Anging Mammiri di atas Puspa Indah

Perjalanan dari Malang menuju Jogja telah dimulai sejak 30 menit yang lalu. Bus Puspa Indah yang akan mengantar hingga Jombang dan transit untuk menumpang bus menuju Jogja, meliuk meninggalkan kabupaten Batu, masuk ke daerah Malang lagi dan Kediri, setelahnya Jombang. Duduk menyendiri di sebelah jendela bagian kanan membuatku tak bisa melakukan apa-apa. Sendiri saja.

Akhirnya inisiatif untuk mendengarkan musik dari MP4, terlintas di benakku, hingga kontan kukeluarkan MP4 tersebut dan kupasang headsetku. Kuputar lagu Anging Mamiri. Liukan jalan terasa menyenangkan kala itu, beban perasaan menuju Jogja menghindar jauh diusir oleh Lantunan Maharani dengan tembang Anging Mamiri-nya, sebuah istilah untuk Kota kelahiranku. Anging Mamiri.

Selir-selir angin menguasai ekspresiku, masuk pada memori kampung halaman di tengah perjalanan menuju kota yang jauh dari sana, dari sebuah kota yang semarak dengan daerah pegunungannya. Berdesirlah angin-angin kesegaran daerah Batu. Di kampungku, Batu sepadan dengan Malino. Jalur yang meliuk, jurang dan pohon pinus. Secara umum, Batu yang popular dengan hasil perkebunan berupa Apel takkan membuatku lupa bahwa Malino selalu memberikanku kerinduan dengan Markisanya.
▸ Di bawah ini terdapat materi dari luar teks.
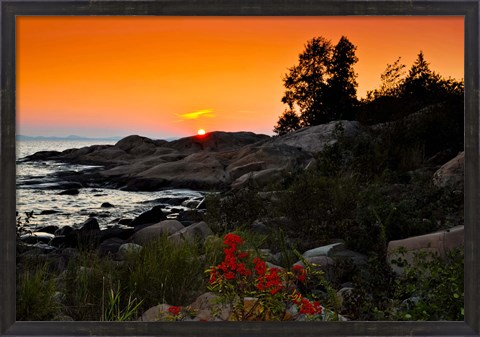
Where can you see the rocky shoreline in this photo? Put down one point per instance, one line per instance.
(215, 161)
Perjalanan ini sebenarnya biasa-biasa saja. Aku melihat hal-hal yang telah beberapa kali kuperhatikan setiap perjalanan menuju Jogja dengan menggunakan rute Jombang sebagai tempat transit. Bus Puspa indah juga belum berubah, termasuk suasana di dalamnya. Di pagi dan sore hari dia dipadati pedagang dan anak sekolahan. Dan siang ini, mayoritas penumpang adalah para pekerja kasar yang sedang menjalankan aktifitas mereka. Sepi.

Namun dendang Anging Mamiri menjadikan suasana bus berbeda, seperti iklan-iklan komersil di TV tentang minuman penyegar atau yang lainnya, bus Puspa Indah yang membosankan akhirnya terasa semarak, walaupun untuk diriku sendiri yang duduk sendiri.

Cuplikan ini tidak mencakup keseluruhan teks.